We start with an educated guess of the estimates, put them into the likelihood, and calculate the likelihood. Then we update the estimates using some complicated math, put them into the likelihood, and calculate the likelihood again. We compare the two likelihoods, and if the likelihood increases, then we keep going. We stop when the increase in likelihood between iterations is small. This means we are at or very close to the maximum likelihood.

2. Link functions

Yes! Link functions are the important transformations we need to make to our outcome in order to connect them to our perdictors/covariates. Specifically, it’s the transformation we make to our mean/expected value.

The same link function can be used different types of outcomes. And here’s a few examples:

Continuous data: identity
Binary: logit, log
Count/Poisson: log

Our goal with link functions is to put our outcome on a flexible range so that any range of covariates can be mapped to it with coefficients. So think about trying to map age onto a 0 or 1… We can’t come up with an equation like \(\beta_0 + \beta_1 Age\) that perfectly maps to only 0’s and 1’s.

3. Is GLM the umbrella over the other functions? The 4 functions all use different distributions, yes?

GLM is the umbrella term for different types of regression! Not all types of regression have different outcome distributions. For example, a binary outcome can be used in logistic regression with the logit link or log-binomial regression with the log link.

4. What would you need to change in your model to reduce a high IRLS number? As I understand it from the lecture, a high number suggests convergence but it appeared like something unfavorable even though a model that converges might be closer to maximum likelihood or maybe the distance to maximum likelihood

A high number suggests that the model did NOT converge! Thus, we did not land on an estimate close to our maximum likelihood. You can think of the IRLS number as the number of iterations it is taking to find the maximum likelihood estimate (MLE). If it takes too many iterations, then it just stops without finding the MLE.

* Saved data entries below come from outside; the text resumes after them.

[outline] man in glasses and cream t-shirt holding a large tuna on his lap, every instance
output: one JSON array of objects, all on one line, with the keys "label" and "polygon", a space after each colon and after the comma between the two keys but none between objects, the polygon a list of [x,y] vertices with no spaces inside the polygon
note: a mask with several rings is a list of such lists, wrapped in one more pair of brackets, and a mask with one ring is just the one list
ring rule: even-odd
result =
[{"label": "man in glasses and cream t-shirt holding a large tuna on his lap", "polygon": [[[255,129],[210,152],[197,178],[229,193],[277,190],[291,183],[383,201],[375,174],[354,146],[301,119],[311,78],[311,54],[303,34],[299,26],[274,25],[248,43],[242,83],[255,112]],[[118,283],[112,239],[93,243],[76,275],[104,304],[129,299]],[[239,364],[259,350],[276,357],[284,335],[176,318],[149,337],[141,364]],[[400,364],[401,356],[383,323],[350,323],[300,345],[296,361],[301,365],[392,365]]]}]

5. We’re using linear vs logistic, but which are we focusing on? Regarding linear, how does linear used in categorical differ from continuous?

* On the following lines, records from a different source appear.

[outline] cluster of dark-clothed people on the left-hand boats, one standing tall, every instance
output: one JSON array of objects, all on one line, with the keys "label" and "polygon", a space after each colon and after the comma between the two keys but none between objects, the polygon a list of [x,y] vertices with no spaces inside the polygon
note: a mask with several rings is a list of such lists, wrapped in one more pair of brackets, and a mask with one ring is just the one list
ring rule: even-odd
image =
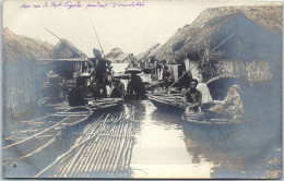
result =
[{"label": "cluster of dark-clothed people on the left-hand boats, one standing tall", "polygon": [[[84,106],[87,104],[87,98],[125,98],[129,94],[141,98],[145,94],[145,86],[139,75],[131,73],[126,89],[121,80],[113,76],[110,62],[104,59],[99,51],[94,50],[94,56],[95,59],[91,59],[93,65],[91,73],[76,77],[76,85],[69,92],[70,106]],[[107,93],[107,86],[111,89],[111,94]]]}]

We are focusing on logistic! We cannot use linear regression on our binary outcomes anymore. When I say “linear” mapping I mean the mapping between our covariates and the transformed mean outcome using the link function.

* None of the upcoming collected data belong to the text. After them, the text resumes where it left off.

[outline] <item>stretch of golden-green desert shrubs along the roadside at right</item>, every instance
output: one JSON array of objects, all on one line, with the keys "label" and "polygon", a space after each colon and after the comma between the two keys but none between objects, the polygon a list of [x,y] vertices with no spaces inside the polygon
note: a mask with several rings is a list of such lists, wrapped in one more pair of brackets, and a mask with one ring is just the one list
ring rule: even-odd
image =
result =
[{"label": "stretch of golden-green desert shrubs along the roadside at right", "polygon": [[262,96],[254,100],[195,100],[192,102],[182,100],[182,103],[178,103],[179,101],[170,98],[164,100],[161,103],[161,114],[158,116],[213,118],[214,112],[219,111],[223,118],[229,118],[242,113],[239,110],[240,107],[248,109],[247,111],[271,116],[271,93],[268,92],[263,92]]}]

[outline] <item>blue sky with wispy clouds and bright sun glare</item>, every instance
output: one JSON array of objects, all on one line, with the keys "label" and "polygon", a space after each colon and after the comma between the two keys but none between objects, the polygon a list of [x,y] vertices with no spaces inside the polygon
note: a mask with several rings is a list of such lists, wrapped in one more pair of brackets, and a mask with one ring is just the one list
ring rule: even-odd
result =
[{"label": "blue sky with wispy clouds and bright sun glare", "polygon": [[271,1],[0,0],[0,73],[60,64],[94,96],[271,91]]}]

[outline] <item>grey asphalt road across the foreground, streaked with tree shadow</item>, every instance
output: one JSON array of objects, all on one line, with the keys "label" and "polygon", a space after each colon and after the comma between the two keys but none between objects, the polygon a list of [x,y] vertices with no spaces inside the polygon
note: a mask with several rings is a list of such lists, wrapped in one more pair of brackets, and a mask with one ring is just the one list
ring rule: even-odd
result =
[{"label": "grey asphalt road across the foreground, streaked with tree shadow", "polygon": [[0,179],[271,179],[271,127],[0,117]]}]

6. By the end of class (Lesson 6) my understanding is that the saturated model likelihood is the same between the two models being compared, right?

Yep!!

7. The differences between each test and when to use them.

In terms of what each test is measuring:

The Wald test measures the distance between two potential values of \(\beta\). One under the null and one under the alternative. The further they are from each other, the more evidence we have that they are different.
- The Wald test approximates the differences in the likelihood function, but we do not actually compare the likelihoods under the null vs. alternative. We are only comparing the difference in the \(\beta\) value, that is a reasonable approximation of the difference in the likelihood.
The Score test measures how close the tangent line of the likelihood function is to 0 (under the null). If it is close to 0 under the null, this indicates that our MLE of \(\beta\) is not far from 0. Again, this is no a direct comparison of the likelihoods, but only an approximation of the difference.
The likelihood ratio test measures the difference in the log-likelihoods. This is a direct comparison of likelihoods, and is not an approximation!
- Thus, we compare the likelihoods (horizontally, as someone asked) because we are making direct comparisons between the likelihood under the null and under the alternative.